Ewald Nowotny und Jens Weidmann ©OeNB

Weidmann: EZB-Rat braucht Erfahrung und Eigenständigkeit

Bundesbankpräsident Jens Weidmann hat die Verdienste des ehemaligen Gouverneurs der Österreichischen Nationalbank (OeNB) und Mitglieds im EZB-Rat, Ewald Nowotny, gewürdigt. „Ewald Nowotny ist auf seine charmante Art stets sein eigener, einfallsreicher Kopf“, sagte Weidmann bei einer Rede in Wien. Und als solcher habe er den EZB-Rat über lange Zeit geprägt. Dem Nachfolger Nowotnys, Robert Holzmann, wünschte der Bundesbankpräsident viel Erfolg. „Ich freue mich auf die Begegnungen und den Austausch im EZB-Rat und außerhalb“, so Weidmann.  Auch Nowotny bedankte sich bei Weidmann für sein Kommen und blickte bei der Veranstaltung auf seine Amtszeit zurück. „Notenbanken sind Institutionen, die auf Stabilität und Nachhaltigkeit basieren. Es war mir eine Ehre dieses Amt innezuhaben und damit auch Teil des EZB-Rats zu sein“, sagte er.

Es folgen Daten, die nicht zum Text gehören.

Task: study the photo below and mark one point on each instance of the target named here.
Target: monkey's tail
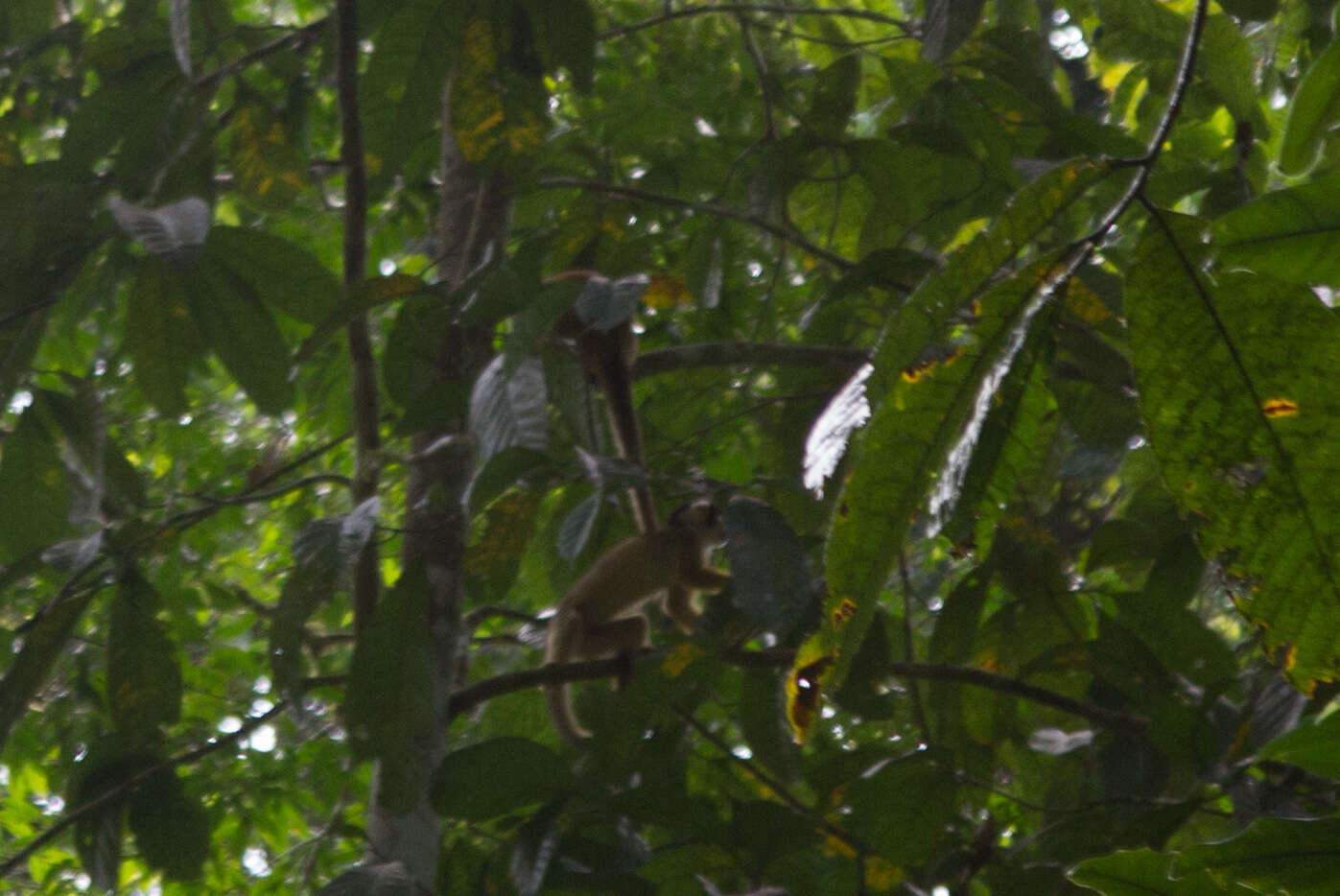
(562, 648)
(623, 422)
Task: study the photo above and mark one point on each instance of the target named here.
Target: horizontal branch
(745, 352)
(745, 9)
(779, 230)
(125, 788)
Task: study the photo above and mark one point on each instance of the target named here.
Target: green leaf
(949, 23)
(908, 181)
(1292, 235)
(171, 829)
(497, 777)
(835, 97)
(566, 29)
(34, 483)
(1252, 10)
(1273, 855)
(770, 578)
(902, 808)
(1143, 872)
(1229, 64)
(108, 764)
(1313, 747)
(283, 274)
(908, 439)
(1237, 385)
(763, 720)
(161, 338)
(493, 558)
(144, 673)
(924, 402)
(1313, 110)
(243, 334)
(317, 567)
(388, 699)
(411, 348)
(503, 470)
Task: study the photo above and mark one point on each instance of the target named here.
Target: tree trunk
(472, 228)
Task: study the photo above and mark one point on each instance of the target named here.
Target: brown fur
(601, 612)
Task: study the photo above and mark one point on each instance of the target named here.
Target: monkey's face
(704, 520)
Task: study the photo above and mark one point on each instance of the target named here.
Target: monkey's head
(702, 520)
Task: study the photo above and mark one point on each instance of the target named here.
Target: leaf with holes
(1237, 389)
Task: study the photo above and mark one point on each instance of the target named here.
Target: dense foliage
(1002, 332)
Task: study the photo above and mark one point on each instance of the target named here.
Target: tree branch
(468, 698)
(790, 236)
(788, 798)
(128, 787)
(664, 361)
(367, 439)
(745, 9)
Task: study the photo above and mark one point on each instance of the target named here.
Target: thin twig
(366, 580)
(475, 694)
(792, 801)
(701, 208)
(128, 787)
(908, 655)
(675, 358)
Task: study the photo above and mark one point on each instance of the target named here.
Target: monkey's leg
(679, 604)
(618, 636)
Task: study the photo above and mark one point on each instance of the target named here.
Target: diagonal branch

Nicht an Kaufgrenzen rütteln

Bei seiner Rede warnte Weidmann mit Blick auf die Geldpolitik davor, an den Regeln des Anleihekaufprogramms des Eurosystems zu rütteln. Die Grenzen für das Programm seien eingezogen worden, um das Risiko zu mindern, dass die Geldpolitik ins Schlepptau der Finanzpolitik gerate, sagte er. Nach diesen Regeln darf das Eurosystem nur Anleihen eines Staates in einem Volumen von maximal 33 Prozent aller im Umlauf befindlichen Staatsanleihen kaufen. Zudem orientieren sich die Geschäfte am Kapitalschlüssel der EZB und nicht nach dem Umfang der Staatsverschuldung eines Landes im Euroraum.

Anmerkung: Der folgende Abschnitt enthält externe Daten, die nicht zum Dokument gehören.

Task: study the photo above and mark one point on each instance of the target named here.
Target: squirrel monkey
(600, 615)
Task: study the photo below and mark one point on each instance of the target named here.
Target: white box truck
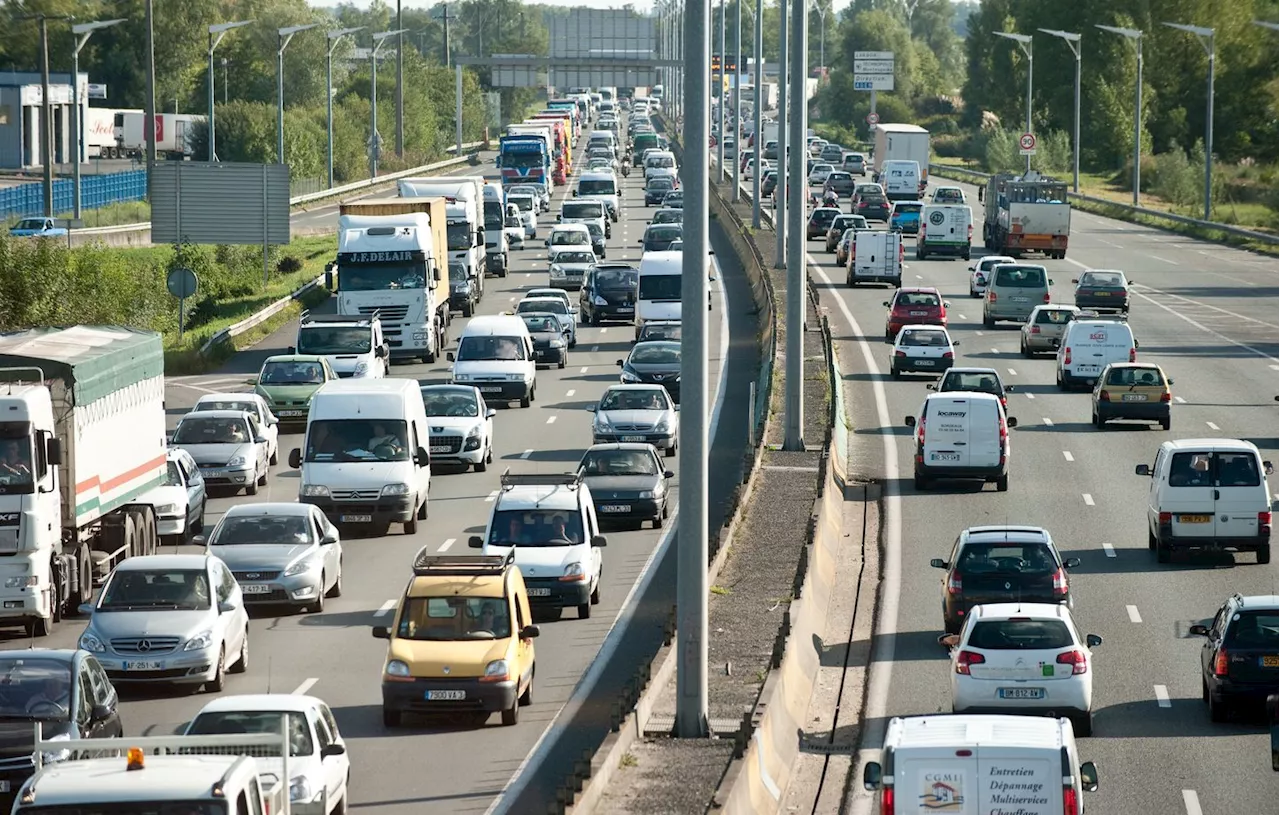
(82, 439)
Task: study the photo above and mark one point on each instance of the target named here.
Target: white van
(981, 764)
(659, 283)
(496, 355)
(961, 435)
(365, 456)
(1208, 494)
(901, 179)
(945, 229)
(1088, 346)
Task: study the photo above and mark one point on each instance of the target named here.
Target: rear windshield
(1016, 635)
(1020, 278)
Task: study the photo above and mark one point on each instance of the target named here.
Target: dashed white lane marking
(1192, 802)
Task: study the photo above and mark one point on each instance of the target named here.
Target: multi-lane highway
(443, 765)
(1210, 316)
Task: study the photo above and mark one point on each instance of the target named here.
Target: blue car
(905, 216)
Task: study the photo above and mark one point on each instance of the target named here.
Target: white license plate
(1022, 692)
(444, 696)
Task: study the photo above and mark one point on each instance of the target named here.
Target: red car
(914, 306)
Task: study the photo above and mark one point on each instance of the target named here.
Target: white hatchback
(1023, 658)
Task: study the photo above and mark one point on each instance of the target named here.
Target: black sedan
(627, 482)
(551, 340)
(654, 363)
(1102, 289)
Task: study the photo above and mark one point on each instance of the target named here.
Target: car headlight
(200, 641)
(91, 642)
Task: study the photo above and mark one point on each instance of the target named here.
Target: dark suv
(1001, 564)
(1240, 656)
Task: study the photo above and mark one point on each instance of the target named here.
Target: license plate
(1022, 692)
(444, 696)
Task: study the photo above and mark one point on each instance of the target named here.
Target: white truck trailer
(82, 439)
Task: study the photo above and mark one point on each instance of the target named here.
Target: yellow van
(461, 641)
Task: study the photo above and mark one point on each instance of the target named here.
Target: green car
(288, 381)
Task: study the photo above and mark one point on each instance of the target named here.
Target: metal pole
(691, 586)
(796, 265)
(780, 191)
(758, 97)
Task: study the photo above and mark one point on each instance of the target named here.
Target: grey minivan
(1014, 291)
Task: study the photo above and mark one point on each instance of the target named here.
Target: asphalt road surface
(442, 765)
(1210, 316)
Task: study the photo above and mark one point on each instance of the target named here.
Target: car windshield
(357, 440)
(196, 429)
(256, 529)
(243, 722)
(334, 339)
(535, 527)
(35, 687)
(618, 463)
(451, 619)
(292, 374)
(150, 589)
(1020, 635)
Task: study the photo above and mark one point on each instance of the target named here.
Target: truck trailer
(82, 426)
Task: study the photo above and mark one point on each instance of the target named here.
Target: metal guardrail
(965, 174)
(368, 183)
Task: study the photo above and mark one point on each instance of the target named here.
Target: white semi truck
(82, 439)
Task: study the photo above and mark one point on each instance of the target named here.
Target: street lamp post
(1024, 42)
(1134, 36)
(283, 37)
(374, 142)
(82, 32)
(334, 37)
(1073, 41)
(215, 36)
(1206, 40)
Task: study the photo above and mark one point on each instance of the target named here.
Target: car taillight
(1078, 662)
(968, 658)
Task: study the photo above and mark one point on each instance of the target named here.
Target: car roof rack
(572, 480)
(426, 562)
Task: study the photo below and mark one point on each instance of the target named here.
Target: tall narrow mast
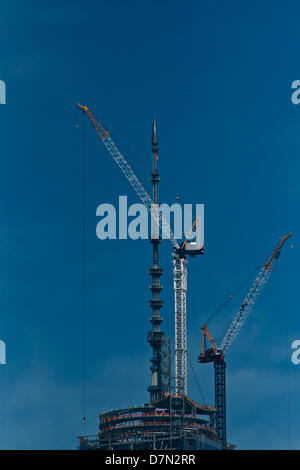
(155, 336)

Weidmann warnte davor, dass es mit den jüngsten Beschlüssen des EZB-Rats nur eine Frage der Zeit sei, bis die Kaufgrenzen in Frage gestellt würden. Bei der Ratssitzung im September hatte der EZB-Rat eine neue umfangreiche Lockerung der Geldpolitik beschlossen und dabei auch die Wiederaufnahme von Nettoanleihekäufen beschlossen. Seine Kritik an diesen Beschlüssen wiederholte der Bundesbankpräsident in Wien. Er halte das umfangreiche Paket an Maßnahmen in seiner Gesamtheit für unnötig und überzogen, sagte er mit Verweis auf die wirtschaftliche Lage und die Perspektiven im Euroraum, die nicht so schlecht seien. „Die Löhne steigen deutlich, die Vorausschätzung für die Inflationsrate in zwei Jahren wurde nur leicht herabgesetzt, und die Gefahr einer Deflation, also dauerhaft sinkender Preise und Löhne, ist nicht zu erkennen“, so Weidmann.

Verschiedene Meinungen wichtig

Der Bundesbankpräsident betonte zudem die Wichtigkeit der Meinungsvielfalt im EZB-Rat. Eine möglichst vollständige Betrachtung von Daten, Konzepten und möglichen Sichtweisen sei gerade dann wichtig, wenn die Unsicherheit über die zukünftige Entwicklung besonders hoch sei, sagte er. „Mit Blick auf die Konjunktur in der Welt und im Euroraum befinden wir uns zweifelsohne in einer solchen Phase der Unsicherheit“, sagte der Bundesbankpräsident. Was der EZB-Rat brauche, seien Erfahrung und Eigenständigkeit im Urteil. Darauf komme es entscheidend an, damit das Urteil einer Gruppe dem einer Einzelperson überlegen sei. Mit Bedauern habe er den Rücktritt von Sabine Lautenschläger zur Kenntnis genommen. „Ihre Stimme hat den Rat bereichert und wird uns künftig fehlen“, sagte er. Die Vielfalt der Meinungen und Perspektiven sei stets die Stärke dieses Gremiums gewesen, nicht die Schwäche, so Weidmann. Die EZB-Direktorin will ihren Posten zum 31. Oktober aufgeben.